Obesity Flashcards
Pregnancy considerations for obesity?
At risk for: Early miscarriage GDM Gestational hypertension / pre-eclampsia VTE Anaesthetic problems Neural tube defects Late stillbirth and neonatal death Fetal Macrosomia Fetal trauma
Can have difficulty with palpation and monitoring, venous access and other procedures.
BMI> 40 should have anaesthetic referral in pregnancy
Additional maternal and fetal monitoring
Birth considerations for obesity?
Risk of: Prolonged labour Macrosomia - should dystocia Operative birth Difficulty siting epidural or spinal
Fetal monitoring - use of FSE?
Avoid induction
Thromboprophylaxis if BMI >40
Venous access on admission if BMI >40
Avoid dehydration in labour - risk of VTE
Postpartum considerations for obesity
May need increased analgesia post-op Breastfeeding support Referral for assistance to reduce weight / counselling Repeat GTT at 6 weeks. Combined OCP may not be effective.
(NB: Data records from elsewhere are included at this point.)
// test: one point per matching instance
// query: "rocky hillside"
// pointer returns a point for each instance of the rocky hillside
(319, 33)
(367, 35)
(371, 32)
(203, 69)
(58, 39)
INCREASED RISK OF SEPSIS if LSCS
What are the four phases of wound healing?
- Haemostasis - control of blood loss and formation of obstacle to possible bacterial attacks.
- Inflammation - blood flow to the area
- Proliferation - A matrix of collagen is formed. Granulation occurs within 3 days in acute wounds.
- Maturation - starts around 21 days and can take up to 1 year. Collagen fibres strengthen and position, and vascularisation decreases turning scar from pink to white.
What factors inhibit wound healing in obese women?
Adipose tissue is hypoperfused and impedes normal breathing therefore reduced circulating o2
Weight of abdomen may cause poor circulation = ischaemia
Mobility - often lower when obese - encourages blood circulation and chest ventilation. Also helps prevent VTE, pressure sores and wound dehiscence.